Membrane proteins such as G protein-coupled receptors (GPCRs), ion channels, and transporters are involved in essential cellular processes and their location on cell surfaces allows them to be easily accessible for drug molecules making them attractive drug targets. Recent developments in structural biology (mainly cryo-electron microscopy) have made studying membrane proteins much more feasible. However, purification of membrane proteins presents different challenges compared to soluble proteins. Membrane proteins are usually expressed in lower amounts and are less stable than soluble proteins. Furthermore, within cell membranes these proteins are embedded within a lipid bilayer making them insoluble in aqueous buffers. Therefore, before purifying membrane proteins, they need to be extracted into suitable detergents and lipid combinations to stabilize them. There has been an enormous growth in the field of membrane protein extraction in the last decade with further developments using amphipols and nanodiscs. Every new membrane protein target presents a new challenge, and the solution could be novel. This presents a challenge to screening various extraction methods for membrane proteins. In this report, we will only focus on screening for detergent and lipid combinations for the extraction of membrane proteins. The method explained here can be used for other extraction strategies, too. 
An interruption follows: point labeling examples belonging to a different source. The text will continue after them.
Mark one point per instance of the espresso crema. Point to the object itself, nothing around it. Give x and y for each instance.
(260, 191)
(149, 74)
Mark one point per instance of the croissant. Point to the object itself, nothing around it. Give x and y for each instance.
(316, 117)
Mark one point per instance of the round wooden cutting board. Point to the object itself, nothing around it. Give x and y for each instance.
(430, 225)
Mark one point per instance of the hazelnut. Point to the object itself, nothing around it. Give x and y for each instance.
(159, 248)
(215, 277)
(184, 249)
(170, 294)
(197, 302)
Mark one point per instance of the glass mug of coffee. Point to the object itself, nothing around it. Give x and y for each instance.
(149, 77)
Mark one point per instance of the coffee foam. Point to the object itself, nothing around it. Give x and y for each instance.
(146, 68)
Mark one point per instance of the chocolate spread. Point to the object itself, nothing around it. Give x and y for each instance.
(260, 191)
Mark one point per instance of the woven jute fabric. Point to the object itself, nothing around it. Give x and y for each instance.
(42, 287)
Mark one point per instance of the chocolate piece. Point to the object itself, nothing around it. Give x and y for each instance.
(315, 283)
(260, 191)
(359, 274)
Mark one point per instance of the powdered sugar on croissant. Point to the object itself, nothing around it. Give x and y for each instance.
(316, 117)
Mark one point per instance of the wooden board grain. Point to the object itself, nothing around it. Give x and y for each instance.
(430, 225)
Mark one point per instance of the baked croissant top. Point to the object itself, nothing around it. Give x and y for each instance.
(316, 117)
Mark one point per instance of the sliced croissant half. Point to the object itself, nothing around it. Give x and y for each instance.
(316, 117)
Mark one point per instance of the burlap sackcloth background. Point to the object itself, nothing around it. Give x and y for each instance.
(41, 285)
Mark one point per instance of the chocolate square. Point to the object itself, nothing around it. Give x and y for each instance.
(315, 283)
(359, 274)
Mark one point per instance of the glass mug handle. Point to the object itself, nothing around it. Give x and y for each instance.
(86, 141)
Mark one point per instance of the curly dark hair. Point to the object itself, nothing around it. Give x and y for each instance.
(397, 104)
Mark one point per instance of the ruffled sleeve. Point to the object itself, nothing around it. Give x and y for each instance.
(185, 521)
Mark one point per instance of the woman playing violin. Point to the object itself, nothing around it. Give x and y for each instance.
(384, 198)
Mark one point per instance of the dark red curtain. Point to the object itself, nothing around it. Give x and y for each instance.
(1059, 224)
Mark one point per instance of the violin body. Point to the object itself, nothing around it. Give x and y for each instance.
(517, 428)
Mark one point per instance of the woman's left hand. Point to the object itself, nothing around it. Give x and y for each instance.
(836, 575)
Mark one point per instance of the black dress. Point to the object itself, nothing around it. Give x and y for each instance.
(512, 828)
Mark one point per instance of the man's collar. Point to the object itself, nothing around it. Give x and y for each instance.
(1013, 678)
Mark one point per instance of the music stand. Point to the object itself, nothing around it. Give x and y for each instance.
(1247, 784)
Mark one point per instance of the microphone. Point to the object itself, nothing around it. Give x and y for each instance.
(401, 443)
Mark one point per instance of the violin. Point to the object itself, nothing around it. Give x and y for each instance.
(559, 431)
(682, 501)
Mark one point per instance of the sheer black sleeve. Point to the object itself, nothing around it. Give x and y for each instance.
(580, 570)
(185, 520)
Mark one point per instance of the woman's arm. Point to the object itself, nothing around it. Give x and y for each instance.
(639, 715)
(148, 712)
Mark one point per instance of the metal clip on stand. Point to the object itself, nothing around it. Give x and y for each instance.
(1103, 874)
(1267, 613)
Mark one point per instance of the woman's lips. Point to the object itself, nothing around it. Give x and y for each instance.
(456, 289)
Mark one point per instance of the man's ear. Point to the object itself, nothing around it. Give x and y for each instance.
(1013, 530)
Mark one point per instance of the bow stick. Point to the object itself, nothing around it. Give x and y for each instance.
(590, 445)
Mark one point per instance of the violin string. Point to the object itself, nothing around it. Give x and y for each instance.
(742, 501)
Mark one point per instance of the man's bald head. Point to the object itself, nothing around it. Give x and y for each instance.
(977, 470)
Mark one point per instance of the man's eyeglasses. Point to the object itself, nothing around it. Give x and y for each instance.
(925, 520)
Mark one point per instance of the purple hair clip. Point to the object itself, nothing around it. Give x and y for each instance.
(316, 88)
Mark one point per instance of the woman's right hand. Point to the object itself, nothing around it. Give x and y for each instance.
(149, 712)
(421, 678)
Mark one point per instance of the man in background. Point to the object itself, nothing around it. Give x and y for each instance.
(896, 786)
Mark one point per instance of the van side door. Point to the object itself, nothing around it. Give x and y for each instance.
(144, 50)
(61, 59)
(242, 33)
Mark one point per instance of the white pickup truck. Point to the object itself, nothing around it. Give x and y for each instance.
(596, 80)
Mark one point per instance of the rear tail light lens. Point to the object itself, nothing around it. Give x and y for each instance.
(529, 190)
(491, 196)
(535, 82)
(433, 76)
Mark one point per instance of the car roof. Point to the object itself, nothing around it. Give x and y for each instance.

This article presents a method to efficiently screen for optimal detergent conditions for membrane protein solubilization using an analytical size-exclusion chromatography (aSEC)/fluorescence-detection size-exclusion chromatography (fSEC) setup enhanced by an ALIAS autosampler, allowing for rapid testing of 48 conditions per day.

Small volume and high-resolution analytical size-exclusion columns have been routinely used to assess the hydrodynamic radii and apparent molecular weights of macromolecules . Columns are readily available with various base matrices (Superdex™, Superose™, Sephacryl™, etc.) and pore sizes to enable separation of macromolecules of different size ranges . Since membrane protein expression generally has lower yields, standard UV detection is usually not sufficient to detect the eluted peak and hence fluorescence detection can be implemented as an alternative. Routinely, recombinant membrane proteins are expressed with a fluorescent tag (e.g., GFP), or the tag is added post-production by specifically targeting His tags. In the process of analyzing the products, cell pellets in our lab are subjected to an hour of solubilization before analysis. In the workflow described below (Figure 1) the clarified solubilized lysate is injected using an ALIAS autosampler in conjunction with an ÄKTA pure™ system attached to analytical size-exclusion chromatography (aSEC)/fluorescence-detection size-exclusion chromatography (fSEC) ÄKTA pure™ system. The use of an ALIAS autosampler in combination with a standard aSEC/fSEC setup increases throughput and process efficiency as well as enabling analysis of low volume samples.

The setup has also been tested to function within a 4  °C cabinet or cold room.

A standard detergent screen is performed using 0.4 L culture. Pellets are harvested in 10 mL aliquots. After lysis, each 10 mL culture is first subjected to a low-speed centrifugation to remove cell debris. Following this, a high-speed centrifugation is performed to pellet the membranes (if the membrane protein abundance is low, omit this step, and instead use whole cell solubilization). Membrane pellets are solubilized in high concentration detergent (typically 1%) for 45 – 90 mins at 4 °C (see Table 1). (The length of solubilization time could be optimized by exploring this variable with a secondary screen after identifying the most promising detergent). Ultracentrifugation is used to separate solubilized membrane proteins. If membrane proteins are not expressed with a fluorescent tag, a His/Avi tag specific fluorophore is added to the lysate and the samples are injected onto the size-exclusion column. The remaining lysate was subjected to automated affinity purifications and the eluted peaks were further used for aSEC/fSEC analysis. This step helps to confirm the findings from fSEC analysis.

aSEC = analytical size-exclusion chromatography; CMC= critical micellar concentration; fSEC = fluorescence-detection size-exclusion chromatography; ND = not determined; DDM = n-Dodecyl-β-D-Maltopyranoside; GDN = Glyco-Diosgenin; LMNG = Lauryl Maltose Neopentyl Glycol; OG = Octyl-β-D-Glucopyranoside; DM = n-Decyl- β-D-Maltoside.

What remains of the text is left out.